Post by Hatfield Shed » Thu Jul 04, 2019 11:01 am

strang steel wrote:
Wed Jul 03, 2019 8:47 am
...I think the general establishment view by then, was that steam equated to Victorian technology and diesel/electric was the way to go in order to present a modern forward looking image to the world. My mother always used to tell me that by the end of the century we would be flying everywhere in jet cars and taking holidays to the moon - and I think many of her generation actually believed that. Nuclear power had been harnessed to give what (at the time) seemed like limitless ultra cheap electricity ...
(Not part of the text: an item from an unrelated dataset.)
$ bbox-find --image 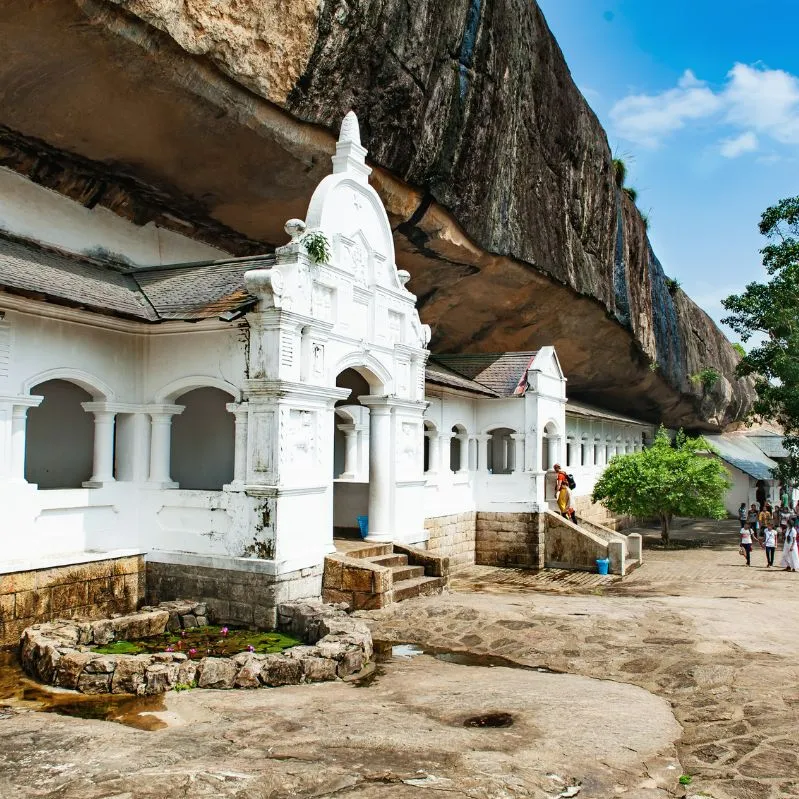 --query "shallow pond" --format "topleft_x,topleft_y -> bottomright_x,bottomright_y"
92,625 -> 302,660
0,650 -> 167,730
Very true - my home was built on the premise that electricity would be 'too cheap to meter' on the prospect of fusion power by developments of the ZETA, and was profligate in energy requirements before significant modification - the consequence of a country where the top posts are all for arts graduates who have no technical competence but rather tendencies to the gift of the gab, an excess of imagination, topped off with a god complex... (Consider our only modern PM with a genuine science degree, M Thatcher, rubbing the establishment up the wrong way.)
... anything powered by steam would soon become laughable. Steam locomotives stood no chance, really...
Outwardly perhaps. But the steam engine in turbine, piston and reaction form is still with us for the foreseeable future. I was informed of this at about age 10 as my technical appreciation developed. (Family of technically well qualified people.) That the railway steam locomotive had to go was clear enough; very low thermal efficiency, high water and lubricant demand and the filth factors, between them all 'killers'. I was taught to appreciate the steam engine as the simple first step in large scale mechanically generated power, that had been practically possible to achieve with fairly basic equipment, materials and know how, that had got us started on serious technical progress.
...A society was being created which cared so little for its past that it would draw up serious proposals to bulldoze St Pancras and replace it with a concrete monstrosity...
An attempt at such a society, the dream child of (again) arts graduates with no technical competence but rather tendencies to the gift of the gab, an excess of imagination, topped off with a god complex. Happily for us, they failed.